Nona, did you ask your daughter why she wasn't wearing her coat?

Sounds like she refused to, to me. I fail to see why teachers would ensure everybody was in their coat apart from your daughter.

PatriciaHolm · 04/11/2015 11:30

I still don't quite understand. She had her coat but forgot to take it on the trip? Or they refused to allow her back into school to get it?

How come you didn't notice on the day that she came home wet? Didn't she mention it? What does she say happened?

Deliberately letting a 6 year old spend 4 hours in the pouring rain would be bad, obviously, but I very much doubt that happened. Especially given you didn't notice on the day and your DD didn't tell you.

DoreenLethal · 04/11/2015 11:31

and please if am missing any details

No - clear as mud.

So - why wasn't your daughter wearing her coat?

bearleftmonkeyright · 04/11/2015 11:32

I also think its an issue, I would talk to the class teacher. As BigMouth says there is a high ratio of helpers with 6 yolds and I am pretty stunned that this happened. Am I right in assuming from your post that your DD did not have a coat with her for the trip and was not allowed to go back for it when she was on the coach?
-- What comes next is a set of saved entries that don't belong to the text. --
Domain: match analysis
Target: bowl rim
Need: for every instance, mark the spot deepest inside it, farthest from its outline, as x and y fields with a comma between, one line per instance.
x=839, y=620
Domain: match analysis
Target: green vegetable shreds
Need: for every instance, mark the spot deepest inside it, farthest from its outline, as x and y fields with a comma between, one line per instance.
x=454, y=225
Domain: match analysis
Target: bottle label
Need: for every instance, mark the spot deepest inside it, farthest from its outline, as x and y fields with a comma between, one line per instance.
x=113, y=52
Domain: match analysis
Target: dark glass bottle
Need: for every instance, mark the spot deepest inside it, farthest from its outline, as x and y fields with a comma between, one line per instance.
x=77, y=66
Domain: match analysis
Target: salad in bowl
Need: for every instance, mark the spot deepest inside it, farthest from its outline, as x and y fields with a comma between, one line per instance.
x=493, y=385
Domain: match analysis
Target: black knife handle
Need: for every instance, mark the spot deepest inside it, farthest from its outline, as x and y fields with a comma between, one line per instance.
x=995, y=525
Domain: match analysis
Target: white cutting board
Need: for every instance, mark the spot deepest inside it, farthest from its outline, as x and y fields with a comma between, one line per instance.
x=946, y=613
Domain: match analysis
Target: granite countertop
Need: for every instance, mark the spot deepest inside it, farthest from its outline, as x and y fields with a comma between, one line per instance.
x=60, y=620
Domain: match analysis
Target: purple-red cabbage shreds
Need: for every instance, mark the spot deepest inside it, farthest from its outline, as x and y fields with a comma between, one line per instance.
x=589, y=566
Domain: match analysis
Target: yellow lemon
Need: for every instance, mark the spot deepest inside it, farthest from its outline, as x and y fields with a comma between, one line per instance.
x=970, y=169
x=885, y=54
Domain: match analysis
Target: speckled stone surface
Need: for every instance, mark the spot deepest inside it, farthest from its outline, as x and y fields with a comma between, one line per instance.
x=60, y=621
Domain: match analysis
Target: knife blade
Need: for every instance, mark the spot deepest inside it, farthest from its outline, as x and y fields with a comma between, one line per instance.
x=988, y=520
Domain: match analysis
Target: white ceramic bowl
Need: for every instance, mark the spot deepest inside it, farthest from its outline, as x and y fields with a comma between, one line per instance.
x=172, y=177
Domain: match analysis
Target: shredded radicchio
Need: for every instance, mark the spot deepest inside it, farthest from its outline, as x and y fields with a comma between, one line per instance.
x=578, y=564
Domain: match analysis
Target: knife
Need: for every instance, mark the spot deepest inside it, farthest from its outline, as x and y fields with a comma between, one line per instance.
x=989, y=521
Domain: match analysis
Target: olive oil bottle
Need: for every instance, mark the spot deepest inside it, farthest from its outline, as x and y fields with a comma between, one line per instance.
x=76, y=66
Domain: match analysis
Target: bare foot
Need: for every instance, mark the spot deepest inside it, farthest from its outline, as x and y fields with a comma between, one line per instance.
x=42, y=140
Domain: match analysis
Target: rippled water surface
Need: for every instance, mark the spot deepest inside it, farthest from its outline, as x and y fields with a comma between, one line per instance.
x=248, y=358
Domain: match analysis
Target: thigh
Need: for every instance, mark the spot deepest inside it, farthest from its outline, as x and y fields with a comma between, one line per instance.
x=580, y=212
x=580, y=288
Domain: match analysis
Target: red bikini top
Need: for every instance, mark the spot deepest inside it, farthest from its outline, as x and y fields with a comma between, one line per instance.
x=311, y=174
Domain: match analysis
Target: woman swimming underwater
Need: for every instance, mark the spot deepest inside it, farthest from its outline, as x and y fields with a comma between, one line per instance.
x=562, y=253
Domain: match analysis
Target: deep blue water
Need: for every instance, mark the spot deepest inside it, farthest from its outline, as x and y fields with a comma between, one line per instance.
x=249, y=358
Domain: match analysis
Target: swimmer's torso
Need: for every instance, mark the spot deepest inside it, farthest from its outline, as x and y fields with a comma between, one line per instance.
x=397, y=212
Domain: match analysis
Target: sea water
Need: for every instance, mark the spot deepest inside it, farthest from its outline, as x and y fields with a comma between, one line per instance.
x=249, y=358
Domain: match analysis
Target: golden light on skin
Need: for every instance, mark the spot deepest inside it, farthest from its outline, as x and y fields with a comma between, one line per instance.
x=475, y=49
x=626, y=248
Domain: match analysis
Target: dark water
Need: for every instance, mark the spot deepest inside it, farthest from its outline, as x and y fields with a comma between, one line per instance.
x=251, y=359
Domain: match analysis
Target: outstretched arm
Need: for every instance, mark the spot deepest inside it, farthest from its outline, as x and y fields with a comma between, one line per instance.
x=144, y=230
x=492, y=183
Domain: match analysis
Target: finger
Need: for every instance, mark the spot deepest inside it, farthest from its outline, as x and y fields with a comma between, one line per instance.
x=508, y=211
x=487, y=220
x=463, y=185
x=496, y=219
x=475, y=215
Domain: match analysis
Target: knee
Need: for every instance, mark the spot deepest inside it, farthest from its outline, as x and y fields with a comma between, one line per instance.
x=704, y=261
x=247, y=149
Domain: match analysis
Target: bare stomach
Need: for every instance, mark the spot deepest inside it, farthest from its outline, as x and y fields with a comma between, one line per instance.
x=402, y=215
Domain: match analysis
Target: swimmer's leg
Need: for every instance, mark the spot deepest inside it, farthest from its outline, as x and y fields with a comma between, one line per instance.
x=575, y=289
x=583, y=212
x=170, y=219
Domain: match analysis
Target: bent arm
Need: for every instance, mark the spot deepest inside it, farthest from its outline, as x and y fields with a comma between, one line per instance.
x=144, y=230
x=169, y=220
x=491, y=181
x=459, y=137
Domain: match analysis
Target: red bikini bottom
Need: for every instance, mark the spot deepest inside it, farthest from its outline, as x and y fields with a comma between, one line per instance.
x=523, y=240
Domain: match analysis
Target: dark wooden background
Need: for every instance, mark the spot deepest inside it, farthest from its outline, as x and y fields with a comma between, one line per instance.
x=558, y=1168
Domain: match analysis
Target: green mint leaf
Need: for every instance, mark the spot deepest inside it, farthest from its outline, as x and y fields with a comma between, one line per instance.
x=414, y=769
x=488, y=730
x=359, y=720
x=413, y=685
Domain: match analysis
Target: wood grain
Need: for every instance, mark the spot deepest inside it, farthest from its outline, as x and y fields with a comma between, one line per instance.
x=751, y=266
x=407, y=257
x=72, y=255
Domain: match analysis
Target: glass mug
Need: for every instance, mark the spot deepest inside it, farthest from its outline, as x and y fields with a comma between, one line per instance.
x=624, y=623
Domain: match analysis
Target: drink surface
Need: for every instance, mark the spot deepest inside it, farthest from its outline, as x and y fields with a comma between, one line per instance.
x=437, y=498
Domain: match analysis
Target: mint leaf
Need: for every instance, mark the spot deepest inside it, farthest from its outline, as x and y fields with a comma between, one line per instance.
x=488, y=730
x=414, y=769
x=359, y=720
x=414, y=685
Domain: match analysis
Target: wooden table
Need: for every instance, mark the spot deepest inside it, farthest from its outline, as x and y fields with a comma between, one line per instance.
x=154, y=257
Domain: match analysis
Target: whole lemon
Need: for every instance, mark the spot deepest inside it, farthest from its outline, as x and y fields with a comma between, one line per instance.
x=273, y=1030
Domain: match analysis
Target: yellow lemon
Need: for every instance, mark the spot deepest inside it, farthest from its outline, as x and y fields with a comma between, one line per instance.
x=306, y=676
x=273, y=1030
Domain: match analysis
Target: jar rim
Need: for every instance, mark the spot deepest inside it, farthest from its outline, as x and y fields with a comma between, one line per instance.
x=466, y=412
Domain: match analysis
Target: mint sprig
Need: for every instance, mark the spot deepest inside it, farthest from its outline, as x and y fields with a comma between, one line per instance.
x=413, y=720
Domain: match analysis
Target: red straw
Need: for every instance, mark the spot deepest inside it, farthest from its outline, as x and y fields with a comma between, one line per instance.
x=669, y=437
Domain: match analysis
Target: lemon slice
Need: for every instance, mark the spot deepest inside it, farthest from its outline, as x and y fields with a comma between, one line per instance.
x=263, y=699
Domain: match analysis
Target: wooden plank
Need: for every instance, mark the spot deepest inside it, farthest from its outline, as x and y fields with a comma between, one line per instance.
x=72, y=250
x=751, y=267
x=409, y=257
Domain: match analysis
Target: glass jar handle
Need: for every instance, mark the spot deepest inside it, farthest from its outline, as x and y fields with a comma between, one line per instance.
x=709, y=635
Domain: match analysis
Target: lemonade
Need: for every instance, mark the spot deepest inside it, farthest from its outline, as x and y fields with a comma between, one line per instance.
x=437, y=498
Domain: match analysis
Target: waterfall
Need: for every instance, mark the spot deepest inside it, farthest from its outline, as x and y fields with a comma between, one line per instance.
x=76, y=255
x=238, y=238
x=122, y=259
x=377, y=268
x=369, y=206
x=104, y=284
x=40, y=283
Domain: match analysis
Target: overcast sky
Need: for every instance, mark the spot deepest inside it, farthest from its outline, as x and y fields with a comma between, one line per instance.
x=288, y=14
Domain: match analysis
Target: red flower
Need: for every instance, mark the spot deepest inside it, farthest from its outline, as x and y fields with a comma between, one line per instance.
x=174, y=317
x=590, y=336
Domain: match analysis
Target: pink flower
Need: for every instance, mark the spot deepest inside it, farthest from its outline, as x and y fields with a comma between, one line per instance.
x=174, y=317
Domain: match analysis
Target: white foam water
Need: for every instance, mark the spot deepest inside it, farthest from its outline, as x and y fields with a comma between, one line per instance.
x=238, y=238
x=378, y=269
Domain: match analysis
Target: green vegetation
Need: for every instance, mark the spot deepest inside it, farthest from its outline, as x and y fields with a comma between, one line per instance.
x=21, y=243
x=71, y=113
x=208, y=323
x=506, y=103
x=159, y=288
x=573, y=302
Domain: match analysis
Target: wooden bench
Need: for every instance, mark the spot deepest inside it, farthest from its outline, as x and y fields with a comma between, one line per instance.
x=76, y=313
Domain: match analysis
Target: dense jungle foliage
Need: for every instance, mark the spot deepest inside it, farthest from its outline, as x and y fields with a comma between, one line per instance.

Finola1step · 04/11/2015 11:32

Can I just clarify something? Your daughter went to school with her coat. The class were leaving for the trip and as she got to the gate, she remembered that she left the coat inside. She wanted to go and get it but wasn't allowed. She then had to spend the duration of the trip in just her jumper.

Have I got this right?

bearleftmonkeyright · 04/11/2015 11:34

Its not difficult if you are a member of staff to make sure that a child has their coat on. I work as a midday and we take them out to play in all weathers but only if they have coats on. Its part and parcel of what you do.

balletgirlmum · 04/11/2015 11:34

Im sorry I don't quite understand. Not sure what the reference to the gate is.

Was your daughter told she was not allowed to take her coat? Or did she forget it & no one noticed until after they had departed for the trip.

How old is your daughter. I would be cross if a 5 year old was not reminded to put her cost on but would assume a 10 year old should be responsible barring special needs.